No need for a macro.

`(foo
   ,@bar1
   ,@bar2
     ...
   ,@barn)

with evaluation of its result by pure functions would be:

(apply foo (loop for bar in '(bar1 bar2 ... barn)
            nconc bar))
      

nconc or nconcing instead of collect fuses lists together and is very useful in loop. - Ah I see my previous answerer used append btw appending - nconc nconcing however is the "destructive" form of "append". Since the local variable bar is destructed here which we don't need outside of the loop form, using the "destructive" form is safe here - and comes with a performance advantage (less elements are copied than when using append). That is why I wired my brain always to use nconc instead of append inside a loop.
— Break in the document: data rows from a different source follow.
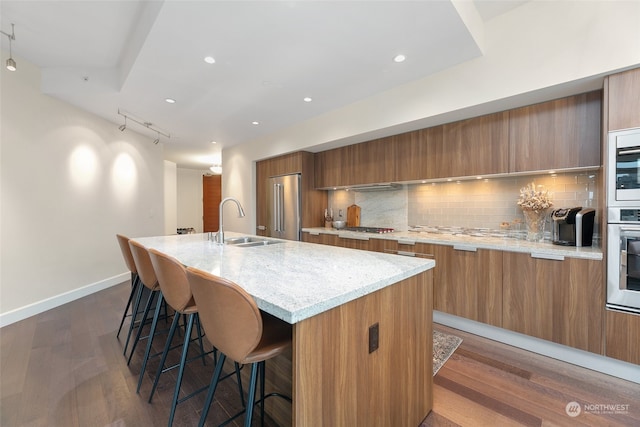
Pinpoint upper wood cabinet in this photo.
[502,252,605,354]
[256,151,327,235]
[605,68,640,131]
[509,91,602,172]
[438,112,509,178]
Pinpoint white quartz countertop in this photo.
[133,232,435,323]
[302,227,602,260]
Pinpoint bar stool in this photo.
[148,249,220,426]
[125,240,162,365]
[116,234,140,352]
[187,267,292,427]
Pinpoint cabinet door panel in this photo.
[509,91,602,172]
[502,252,604,354]
[605,310,640,365]
[607,68,640,131]
[434,246,502,326]
[433,112,509,178]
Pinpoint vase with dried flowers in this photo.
[518,182,553,242]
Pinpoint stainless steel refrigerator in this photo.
[267,174,301,240]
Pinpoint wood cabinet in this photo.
[256,151,327,236]
[315,93,596,188]
[438,112,509,178]
[433,246,503,327]
[605,310,640,365]
[502,252,604,354]
[605,68,640,131]
[509,91,602,172]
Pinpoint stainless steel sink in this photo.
[224,236,282,248]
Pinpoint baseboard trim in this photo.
[433,311,640,384]
[0,273,131,328]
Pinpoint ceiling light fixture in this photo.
[118,109,171,144]
[393,54,407,62]
[118,116,127,132]
[0,24,17,71]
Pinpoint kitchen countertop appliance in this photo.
[551,206,596,246]
[266,174,302,240]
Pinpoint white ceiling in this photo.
[0,0,525,168]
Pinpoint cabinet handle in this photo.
[398,240,416,246]
[384,249,435,259]
[338,233,369,240]
[531,252,564,261]
[453,245,478,252]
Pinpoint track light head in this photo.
[0,24,17,71]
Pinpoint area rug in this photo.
[433,331,462,376]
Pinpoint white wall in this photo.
[222,1,640,233]
[164,160,178,235]
[0,54,164,325]
[172,168,207,234]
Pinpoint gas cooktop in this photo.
[343,227,394,234]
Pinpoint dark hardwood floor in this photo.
[0,283,640,427]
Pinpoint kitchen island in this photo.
[135,232,435,426]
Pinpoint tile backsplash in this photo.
[329,171,601,237]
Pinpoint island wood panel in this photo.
[605,310,640,365]
[433,246,502,327]
[509,90,602,172]
[256,151,328,236]
[605,68,640,131]
[502,252,604,354]
[430,111,509,178]
[293,270,433,427]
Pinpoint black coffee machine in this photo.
[551,206,596,246]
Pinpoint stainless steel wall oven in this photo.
[607,207,640,313]
[607,128,640,207]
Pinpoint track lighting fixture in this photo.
[0,24,17,71]
[118,109,171,144]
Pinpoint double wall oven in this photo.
[607,128,640,313]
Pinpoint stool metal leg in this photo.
[169,314,195,427]
[122,278,144,356]
[127,291,159,365]
[198,353,227,427]
[116,273,140,338]
[149,313,180,403]
[136,292,164,393]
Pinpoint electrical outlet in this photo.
[369,323,380,353]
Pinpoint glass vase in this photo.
[522,210,547,242]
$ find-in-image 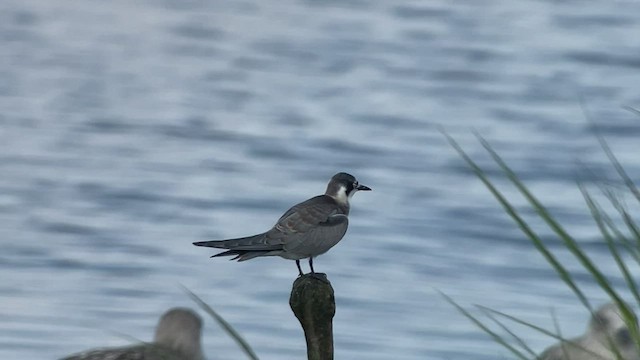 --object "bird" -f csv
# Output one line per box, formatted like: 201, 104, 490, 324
193, 172, 371, 276
538, 303, 640, 360
61, 307, 204, 360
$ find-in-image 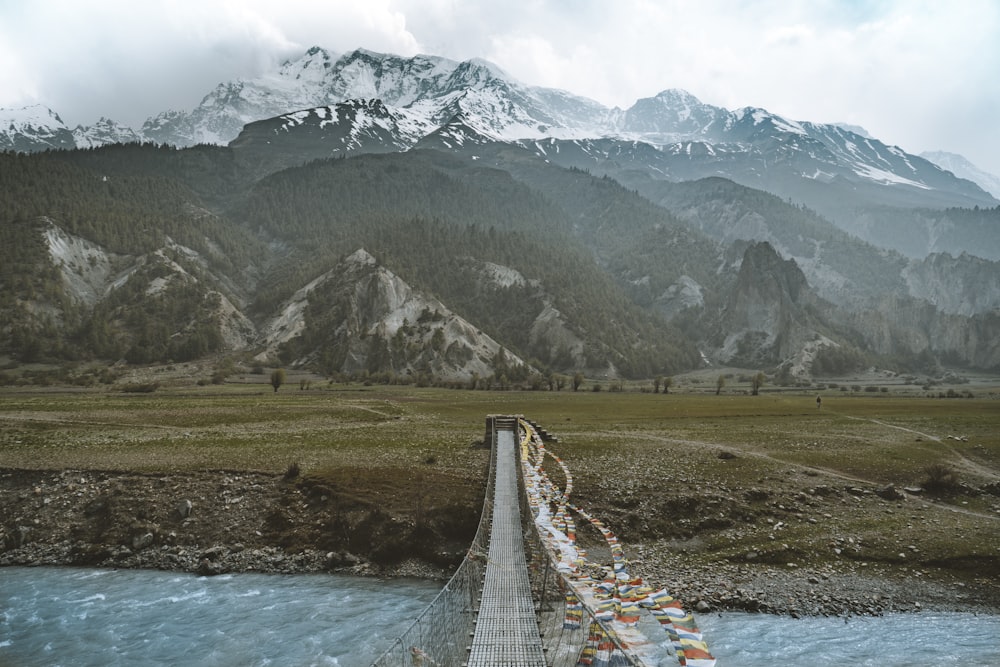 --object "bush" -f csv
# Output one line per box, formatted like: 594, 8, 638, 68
122, 382, 160, 394
921, 463, 961, 493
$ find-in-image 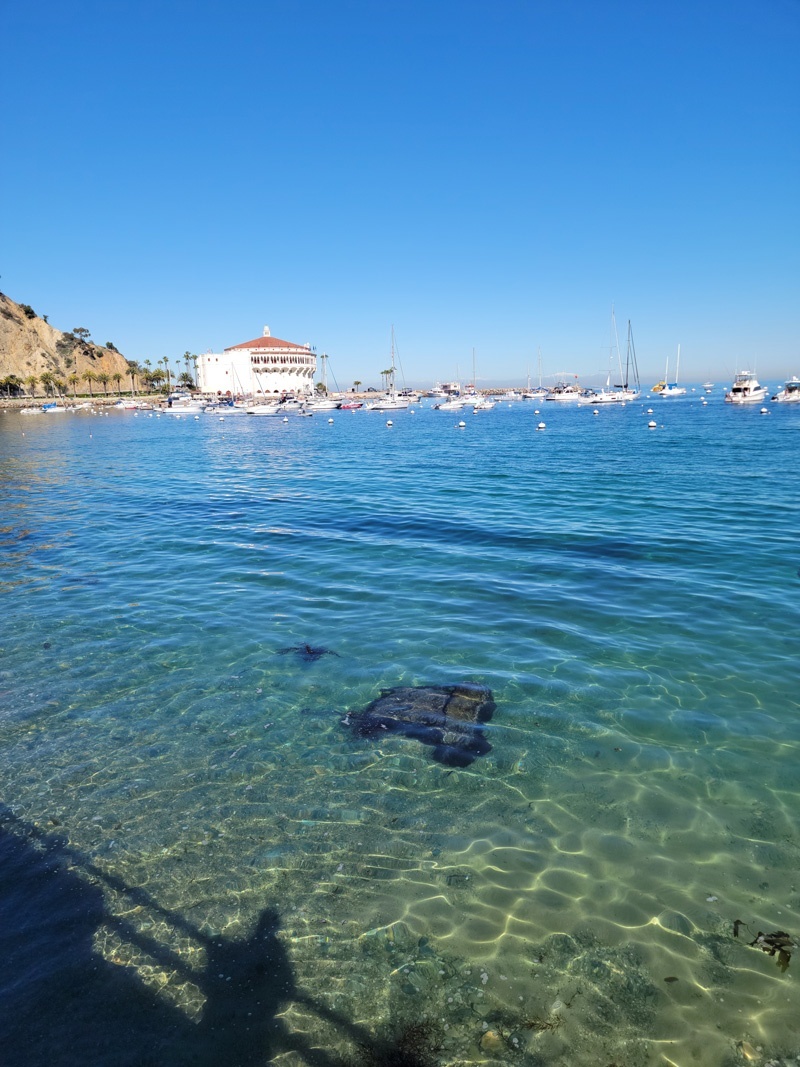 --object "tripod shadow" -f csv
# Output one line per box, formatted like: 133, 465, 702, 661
0, 808, 439, 1067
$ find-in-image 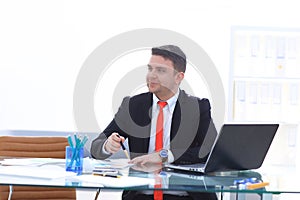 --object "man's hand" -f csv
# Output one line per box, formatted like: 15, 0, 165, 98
104, 133, 125, 153
129, 152, 162, 165
131, 163, 162, 172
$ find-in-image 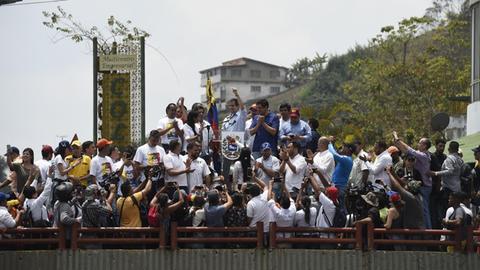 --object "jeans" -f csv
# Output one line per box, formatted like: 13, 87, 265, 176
420, 186, 432, 229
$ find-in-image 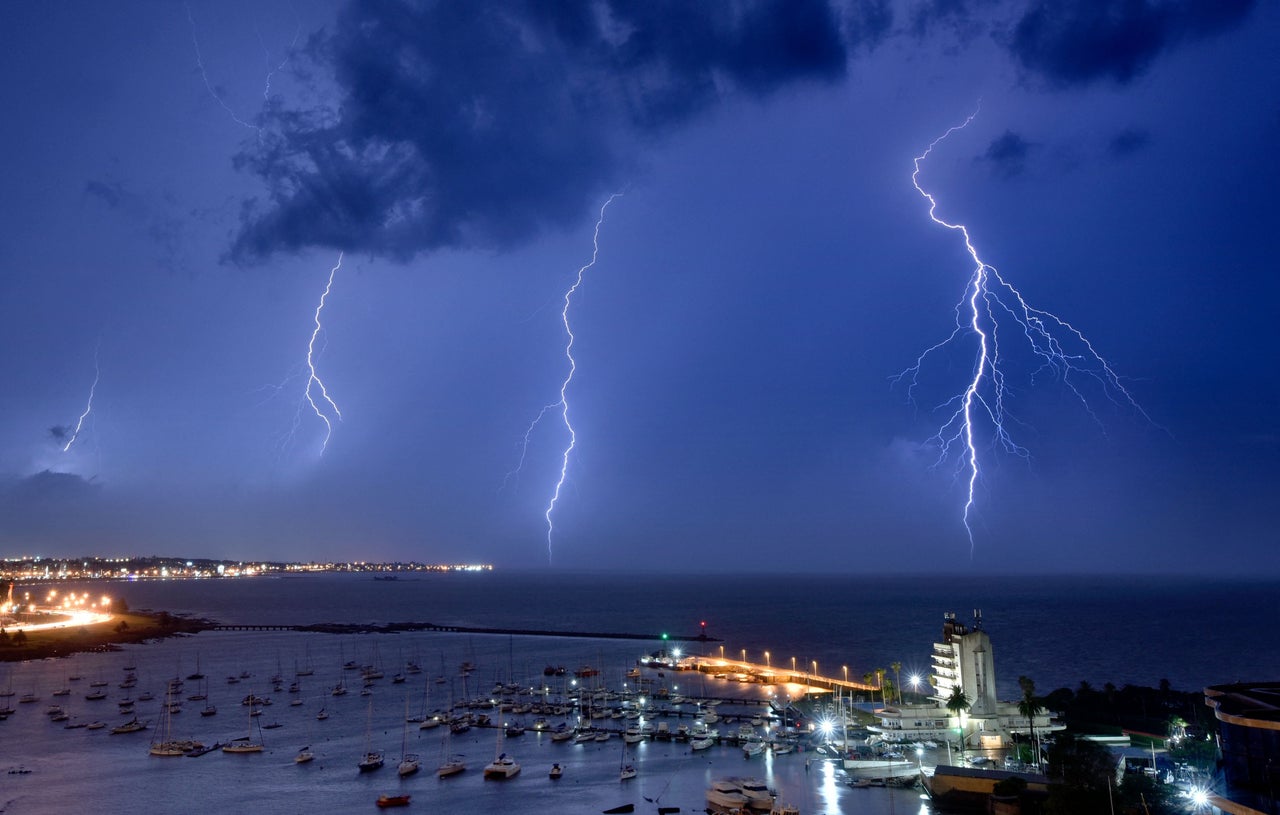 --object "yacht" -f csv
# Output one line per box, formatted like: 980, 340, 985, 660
484, 752, 520, 780
707, 778, 746, 810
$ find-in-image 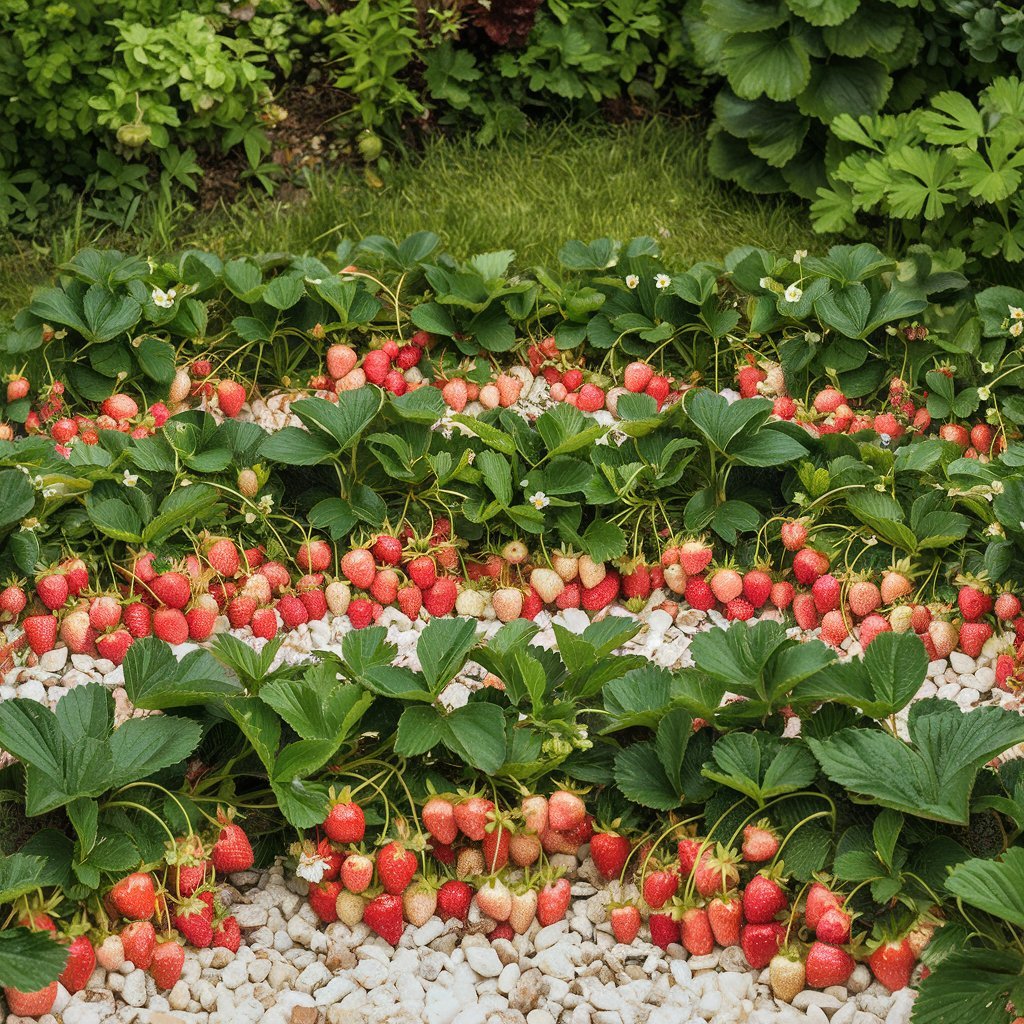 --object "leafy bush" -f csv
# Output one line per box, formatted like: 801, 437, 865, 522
811, 78, 1024, 263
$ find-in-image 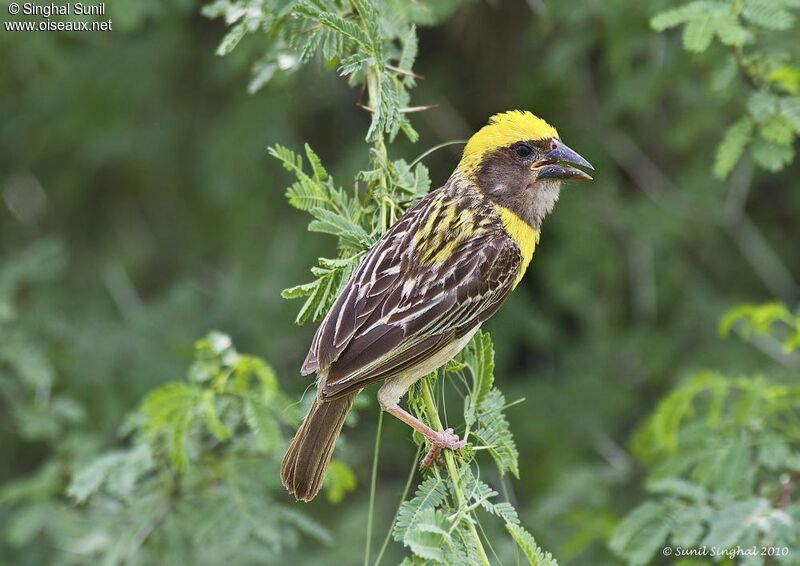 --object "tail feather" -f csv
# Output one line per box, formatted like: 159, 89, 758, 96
281, 392, 358, 501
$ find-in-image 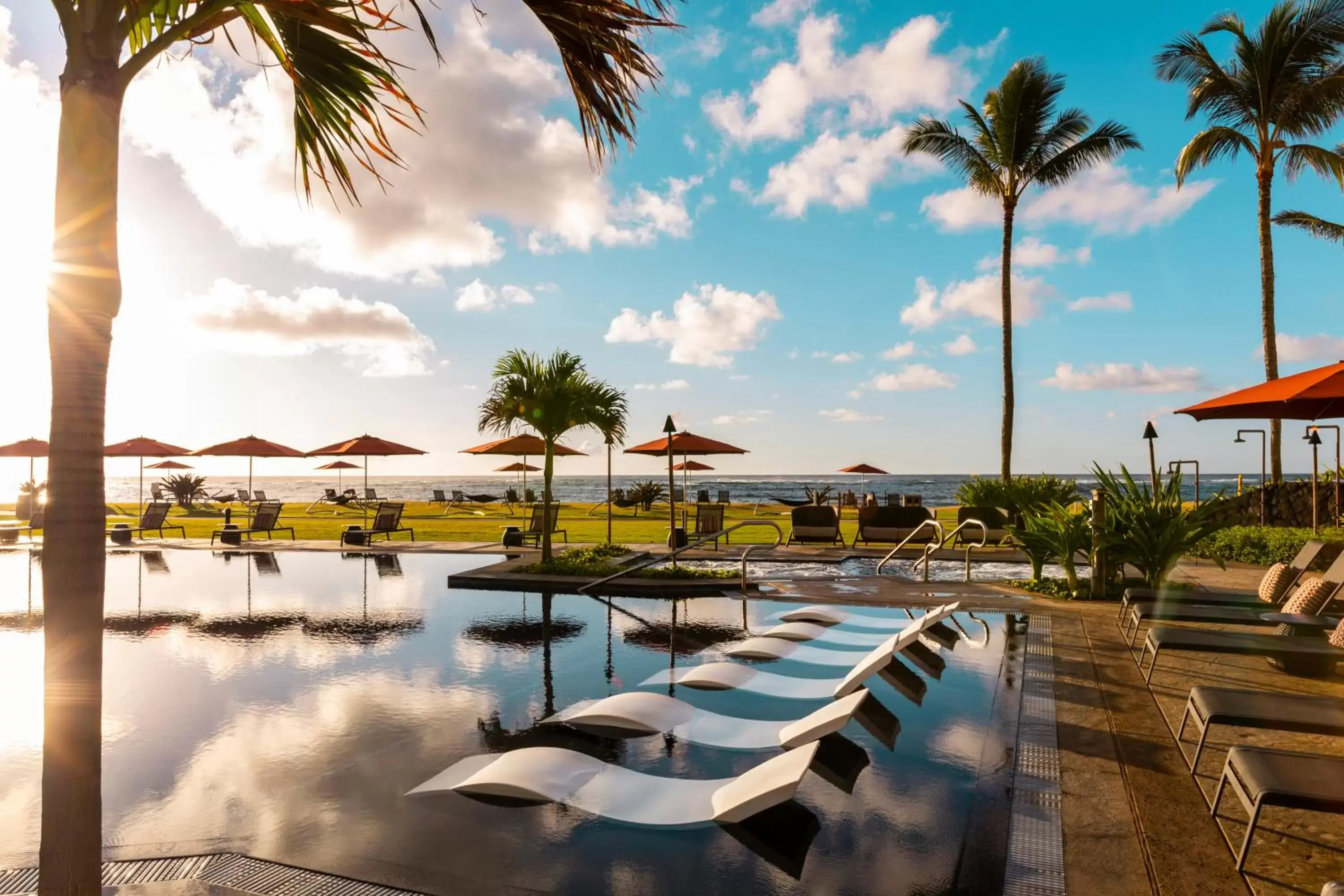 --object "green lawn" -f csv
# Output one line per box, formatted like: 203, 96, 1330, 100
9, 501, 956, 544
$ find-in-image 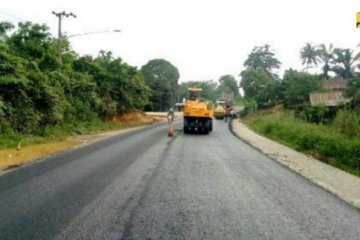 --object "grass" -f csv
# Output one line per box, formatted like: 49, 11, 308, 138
244, 110, 360, 176
0, 119, 124, 149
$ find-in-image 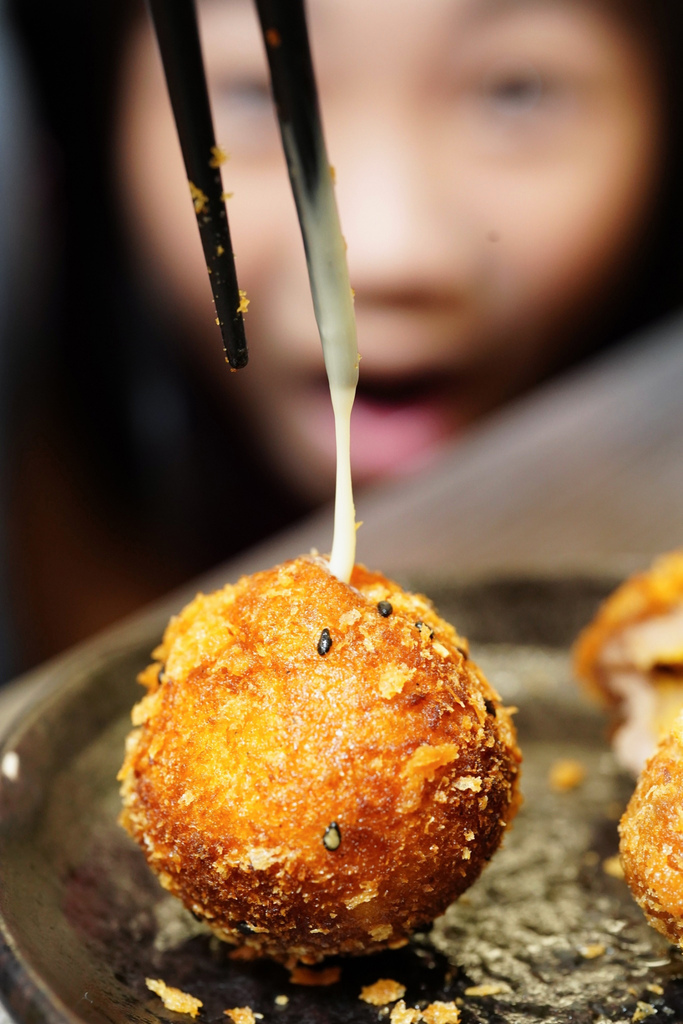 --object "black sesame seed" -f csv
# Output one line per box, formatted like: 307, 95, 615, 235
323, 821, 341, 850
317, 626, 332, 656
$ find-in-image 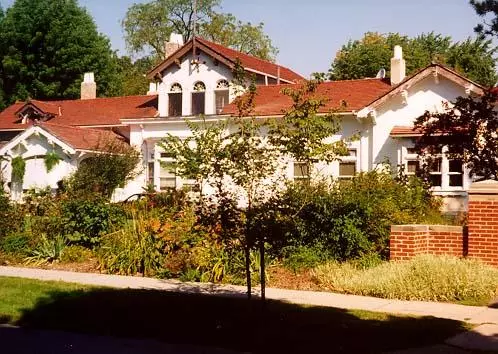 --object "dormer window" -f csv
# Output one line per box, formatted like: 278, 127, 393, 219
214, 80, 230, 114
192, 81, 206, 116
168, 83, 183, 117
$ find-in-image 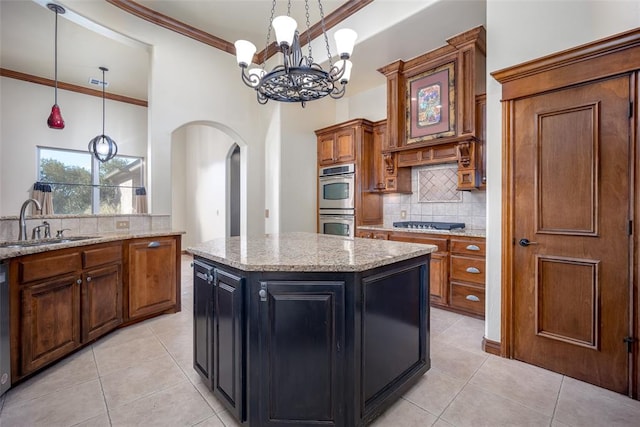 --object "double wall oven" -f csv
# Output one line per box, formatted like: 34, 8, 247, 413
318, 163, 355, 237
Of course, if you want to get the code construct, one could do

`(foo ,@(loop for bar in list-of-lists
              nconc bar))

Try it out:

`(foo ,@(loop for bar in '((1 2 3) (a b c) (:a :b :c)) nconc bar))
;; => (FOO 1 2 3 A B C :A :B :C)

Answer 3

The answers of all of you inspired me, and I came up with a solution to my problem. The macro

(defmacro Layer-Generator (obj-name tag-name callback body)
  (let ((temp (gensym)) (code-gen (gensym)))
    `(let ((,temp))
       (defun ,code-gen (c)
         (if (atom c) c
           (if (eq (car c) ,tag-name)
             (let ((args (cadr c)) (codes (,code-gen (cddr c))) (flag nil))
               (defun gen-code (c)
                 (if (atom c) c
                   (if (eq (car c) *arg*)
                     (let ((n (cadr c)))
                       (if (zerop n) (progn (setf flag t) codes)
                         (nth (1- n) args)))
                     (let ((h (gen-code (car c))))
                       (if flag
                         (progn
                           (setf flag nil)
                           (append h (gen-code (cdr c))))
                         (cons h (gen-code (cdr c))))))))
               (gen-code ,temp))
             (cons (,code-gen (car c)) (,code-gen (cdr c))))))
       (list 'case `(car (type-of ,,obj-name))
         ,@(let ((codes nil))
             (dolist (item callback)
               (push
                 `(cons ',(car item)
                    (progn
                      (setf ,temp ,(cadr item))
                      (,code-gen ,body)))
                 codes))
             (nreverse codes))))))

produces codes which are not the same as DSI-Layer but produce codes coincident with what the latter produces. Because the codes

`(case (car (type-of ,obj-name))
   (tag1
     ,@(#|codes1|#))
   (tag2
     ,@(#|codes2|#))
    ...)

are equivalent to

(list 'case `(car (type-of ,obj-name))
  (cons 'tag1 (#|codes1|#))
  (cons 'tag2 (#|codes2|#))
   ...)

And now we can use a loop to generate it just as what the Layer-Generator does.